0

Control characters I'm talking about can be found here: http://ascii.cl/control-characters.htm

I need the control characters as their single character length entity, not represented as an ASCII code, or the plain text of their symbol.

See below... a b

As shown above in both sublime and notepad text editors, I need the actual symbols, not their ascii code. So I need the characters as shown in the second invalid_chrs_list.

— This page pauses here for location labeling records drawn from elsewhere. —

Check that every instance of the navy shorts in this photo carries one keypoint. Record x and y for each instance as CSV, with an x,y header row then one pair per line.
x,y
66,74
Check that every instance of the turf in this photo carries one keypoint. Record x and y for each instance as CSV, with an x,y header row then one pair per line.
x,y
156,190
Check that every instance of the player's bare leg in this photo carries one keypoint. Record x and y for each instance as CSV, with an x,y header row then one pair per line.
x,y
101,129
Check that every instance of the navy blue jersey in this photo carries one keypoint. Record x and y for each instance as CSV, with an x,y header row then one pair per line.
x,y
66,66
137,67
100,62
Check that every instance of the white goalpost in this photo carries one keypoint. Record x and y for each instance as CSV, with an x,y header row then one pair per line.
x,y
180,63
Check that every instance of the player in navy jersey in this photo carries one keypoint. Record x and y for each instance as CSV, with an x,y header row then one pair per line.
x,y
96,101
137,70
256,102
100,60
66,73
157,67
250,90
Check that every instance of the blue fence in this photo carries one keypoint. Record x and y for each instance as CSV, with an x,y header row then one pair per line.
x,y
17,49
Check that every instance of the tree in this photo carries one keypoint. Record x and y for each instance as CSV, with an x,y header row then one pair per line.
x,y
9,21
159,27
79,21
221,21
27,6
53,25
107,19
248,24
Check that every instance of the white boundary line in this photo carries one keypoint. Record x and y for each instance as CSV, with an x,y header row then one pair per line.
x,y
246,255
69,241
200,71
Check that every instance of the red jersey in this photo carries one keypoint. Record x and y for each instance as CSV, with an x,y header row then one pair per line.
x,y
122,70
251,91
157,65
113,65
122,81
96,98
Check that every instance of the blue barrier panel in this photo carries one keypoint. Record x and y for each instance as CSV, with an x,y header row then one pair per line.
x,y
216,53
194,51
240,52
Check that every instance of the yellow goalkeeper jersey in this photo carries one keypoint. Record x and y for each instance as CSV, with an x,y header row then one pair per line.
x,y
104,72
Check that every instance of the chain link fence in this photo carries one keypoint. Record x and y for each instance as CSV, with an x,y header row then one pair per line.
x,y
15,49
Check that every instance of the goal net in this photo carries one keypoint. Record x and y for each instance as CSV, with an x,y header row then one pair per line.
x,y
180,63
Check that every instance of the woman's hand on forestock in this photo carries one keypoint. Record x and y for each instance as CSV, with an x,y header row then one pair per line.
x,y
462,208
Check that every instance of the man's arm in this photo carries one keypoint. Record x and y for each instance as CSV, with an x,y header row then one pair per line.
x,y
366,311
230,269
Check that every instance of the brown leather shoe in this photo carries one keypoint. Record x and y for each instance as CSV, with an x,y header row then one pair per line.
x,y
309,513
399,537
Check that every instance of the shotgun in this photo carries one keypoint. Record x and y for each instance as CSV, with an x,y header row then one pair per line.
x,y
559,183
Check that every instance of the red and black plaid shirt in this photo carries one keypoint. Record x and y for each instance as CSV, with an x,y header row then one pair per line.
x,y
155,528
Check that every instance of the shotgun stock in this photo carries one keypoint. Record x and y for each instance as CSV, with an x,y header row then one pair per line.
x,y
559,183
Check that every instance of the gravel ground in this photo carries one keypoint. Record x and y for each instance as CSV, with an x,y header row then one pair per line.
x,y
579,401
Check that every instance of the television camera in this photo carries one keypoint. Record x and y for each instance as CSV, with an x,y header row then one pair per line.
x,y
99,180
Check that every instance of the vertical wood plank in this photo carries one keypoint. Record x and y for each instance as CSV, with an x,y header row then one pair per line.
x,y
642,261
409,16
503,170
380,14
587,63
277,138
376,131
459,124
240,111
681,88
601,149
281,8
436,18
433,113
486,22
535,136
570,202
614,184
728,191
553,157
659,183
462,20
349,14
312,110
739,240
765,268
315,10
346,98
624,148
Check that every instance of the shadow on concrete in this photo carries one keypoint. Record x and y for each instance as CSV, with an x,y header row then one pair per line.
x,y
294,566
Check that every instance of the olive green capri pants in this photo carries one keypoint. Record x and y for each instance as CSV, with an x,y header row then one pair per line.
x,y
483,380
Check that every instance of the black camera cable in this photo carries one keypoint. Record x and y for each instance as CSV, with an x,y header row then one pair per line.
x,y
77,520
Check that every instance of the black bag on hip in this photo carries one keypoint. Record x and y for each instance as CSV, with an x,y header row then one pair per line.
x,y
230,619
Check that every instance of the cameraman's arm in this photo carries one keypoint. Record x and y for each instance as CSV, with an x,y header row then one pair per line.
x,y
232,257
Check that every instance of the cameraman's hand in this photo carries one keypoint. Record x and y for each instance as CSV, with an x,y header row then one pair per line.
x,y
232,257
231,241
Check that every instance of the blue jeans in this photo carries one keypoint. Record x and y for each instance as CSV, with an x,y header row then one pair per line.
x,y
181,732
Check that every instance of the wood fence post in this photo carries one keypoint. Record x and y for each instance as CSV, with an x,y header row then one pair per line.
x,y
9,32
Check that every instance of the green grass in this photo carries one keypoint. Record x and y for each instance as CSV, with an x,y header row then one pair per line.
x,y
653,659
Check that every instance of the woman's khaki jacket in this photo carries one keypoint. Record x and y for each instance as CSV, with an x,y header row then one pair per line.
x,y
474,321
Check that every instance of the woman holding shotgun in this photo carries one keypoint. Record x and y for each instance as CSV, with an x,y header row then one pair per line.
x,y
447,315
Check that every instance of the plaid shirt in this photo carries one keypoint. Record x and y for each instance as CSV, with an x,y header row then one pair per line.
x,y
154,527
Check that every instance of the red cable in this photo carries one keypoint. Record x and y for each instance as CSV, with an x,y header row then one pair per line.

Is there a way to get these symbols, a file somewhere online, or a site that I can copy paste them from?

Edit:

#Invalid characters ascii codes here (http://ascii.cl/control-characters.htm)
#invalid_chrs_list = [0,1,2,3,4,5,6,7,8,16,17,18,19,20,21,22,23,24,25,26,27] # ascii
#invalid_chrs_list = ['', ''] # real for acsii code 3 and 17 - NEED THE REST - Can't post these characters into stackoverflow so just pretend their there like in my screenshot.
invalid_chrs_list = ['\x00','\x01','\x02','\x03','\x04','\x05','\x06','\x07','\x08','\x10','\x11','\x12','\x13','\x14','\x15','\x16','\x17','\x18','\x19','\x1a','\x1b'] # escaped

with open(file, 'rb') as f:
    # Iterate through the rows
    for row in f:
        # Catch invalid characters
        for char in row:
            if char in invalid_chrs_list: # <--- MAKE THIS FASTER
                print ('found')
                break

alternate for loop which would be faster if the check worked:

for char in invalid_chrs_list:
    if char in row:

I've tried using ord(char) and chr(char) in if char in invalid_chrs_list: on each of the lists, but am not sure how to compare them to each other to verify a match

Edit - Solution: The list in the code below is the correct list, it is not necessary to use the literals I showed in my images.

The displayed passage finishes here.